Si d’aucuns s’en frottent les mains à en prodiguer des louanges à cette normalité soudaine de la pluviométrie, pour beaucoup cependant, ceux qui n’en ont pas fait leurs choux gras, la nouvelle campagne agricole qui va enfin pouvoir être lancée, se veut tout de même tardive et plus principalement pour ce qui est des cultures céréalières qui représentent généralement 70 % des terres cultivées au Maroc.  
Ces dernières, sont quelque peu compromises car tributaires d’une régularité de pluviométrie l’automne durant, et ce malgré une tendance à anticiper la sécheresse chez nos agriculteurs qui pour la plupart, s’abstiennent de ne pas cultiver toutes leurs terres. De plus, quand on sait que la céréaliculture occupe une place prépondérante dans l’agriculture au Maroc, on se fait une idée des conséquences sur la croissance et les répercussions sociales surtout sur le monde rural.
Qu’à cela ne tienne ! De ces dernières pluies, on se rattrapera sur le maraîchage, l’élevage et l’arboriculture, des cultures plus dépendantes d’une l’irrigation qui arrose 15% du terroir agricole national. Le reste des terres étant, lui, sujet aux aléas et autres caprices du climat, c’est dire la sensibilité ici-bled, à la moindre goutte tombée.
In fine, le satisfecit quant à Dame Pluie est général et ce, depuis les régions de Casablanca-Settat, Doukkala-Abda, en passant par celles du Nord où Tanger, Larache et autre Tétouan ont enregistré plus de 200 mm en une semaine et des plaines atlantiques (Gharb 150 mm) jusqu’à celles du Sud.
Les données relatives à la situation des barrages n’ayant toujours pas ou prou été révélées, on peut d’ores et déjà parier que du côté des concernés, il sera fort question de bomber le torse.
Bref, par rapport à la moyenne normale, l’excédent pluviométrique est on ne peut plus une réalité dans toutes les régions du Royaume.
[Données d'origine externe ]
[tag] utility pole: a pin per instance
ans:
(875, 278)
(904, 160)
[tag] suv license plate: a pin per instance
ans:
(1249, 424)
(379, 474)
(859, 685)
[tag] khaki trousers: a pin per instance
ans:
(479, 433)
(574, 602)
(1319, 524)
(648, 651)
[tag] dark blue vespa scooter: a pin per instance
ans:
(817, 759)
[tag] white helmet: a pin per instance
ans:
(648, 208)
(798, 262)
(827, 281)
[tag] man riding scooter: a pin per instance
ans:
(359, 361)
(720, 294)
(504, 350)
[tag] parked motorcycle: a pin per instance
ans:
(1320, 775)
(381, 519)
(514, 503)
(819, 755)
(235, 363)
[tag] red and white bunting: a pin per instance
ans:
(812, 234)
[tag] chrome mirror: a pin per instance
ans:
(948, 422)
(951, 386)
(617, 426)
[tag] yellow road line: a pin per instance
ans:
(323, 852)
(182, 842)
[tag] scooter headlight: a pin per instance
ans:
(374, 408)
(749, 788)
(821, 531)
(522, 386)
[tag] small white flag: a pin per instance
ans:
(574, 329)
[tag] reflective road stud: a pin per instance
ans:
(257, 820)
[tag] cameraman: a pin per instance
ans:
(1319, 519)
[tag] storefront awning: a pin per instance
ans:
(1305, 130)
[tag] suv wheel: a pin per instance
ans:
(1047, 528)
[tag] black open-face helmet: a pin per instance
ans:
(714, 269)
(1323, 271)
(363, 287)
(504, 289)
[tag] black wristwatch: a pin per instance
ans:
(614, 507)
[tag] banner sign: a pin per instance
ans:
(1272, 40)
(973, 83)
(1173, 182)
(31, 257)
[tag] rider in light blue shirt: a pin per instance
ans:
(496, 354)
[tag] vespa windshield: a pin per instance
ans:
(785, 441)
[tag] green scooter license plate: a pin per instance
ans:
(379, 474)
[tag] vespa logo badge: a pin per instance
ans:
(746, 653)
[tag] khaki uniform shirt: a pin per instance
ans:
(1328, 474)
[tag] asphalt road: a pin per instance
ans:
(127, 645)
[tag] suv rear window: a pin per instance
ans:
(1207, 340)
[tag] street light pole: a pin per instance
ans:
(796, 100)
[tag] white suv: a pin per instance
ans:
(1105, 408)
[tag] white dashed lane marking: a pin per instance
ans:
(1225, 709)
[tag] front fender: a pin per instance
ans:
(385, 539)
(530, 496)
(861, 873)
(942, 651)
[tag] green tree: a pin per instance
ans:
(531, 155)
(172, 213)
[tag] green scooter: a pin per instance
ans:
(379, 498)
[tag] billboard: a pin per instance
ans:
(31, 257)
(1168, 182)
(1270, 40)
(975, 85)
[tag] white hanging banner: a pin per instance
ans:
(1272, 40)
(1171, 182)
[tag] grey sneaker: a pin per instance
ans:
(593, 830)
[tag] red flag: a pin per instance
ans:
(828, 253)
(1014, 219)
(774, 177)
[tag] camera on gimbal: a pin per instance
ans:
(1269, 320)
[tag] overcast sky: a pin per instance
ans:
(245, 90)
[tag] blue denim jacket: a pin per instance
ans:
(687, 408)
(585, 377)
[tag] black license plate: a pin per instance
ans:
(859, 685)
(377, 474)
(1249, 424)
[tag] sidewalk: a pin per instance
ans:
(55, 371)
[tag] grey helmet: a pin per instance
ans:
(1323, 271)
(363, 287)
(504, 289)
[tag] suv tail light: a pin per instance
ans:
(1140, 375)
Et quand du côté de la météo, il est annoncé que les pluies, à partir de la matinée d’hier, n’étaient plus que résiduelles, on ne pourra qu’en louer le retour vers la stabilité d’aujourd’hui et probablement jusqu’à la fin de la semaine.
Voilà donc un ‘’rien de nouveau sous le soleil’’ hebdomadaire en perspective, car gageons que des déconvenues après tout cet arrosage on ne nous pipera mot. A bien y regarder, les dégâts en Andalousie où mort d’hommes il y a eu, ne sont qu’à une quinzaine de kilomètres de la première de nos provinces qu’un Détroit, celui de Gibraltar, sépare et quand on sait que pour ce qui est de Dame Nature et de ses catastrophes, il n’est guère de frontières ils sont, comme qui dirait, quelques soucis et quelques inquiétudes quant à cette situation.
De plus, quand on voit les températures actuelles anormalement bien tempérées sur le Maroc pour la saison et plus particulièrement sur les côtes atlantiques et les fortes pluies, on se dit que notre climat est tombé sur la tête.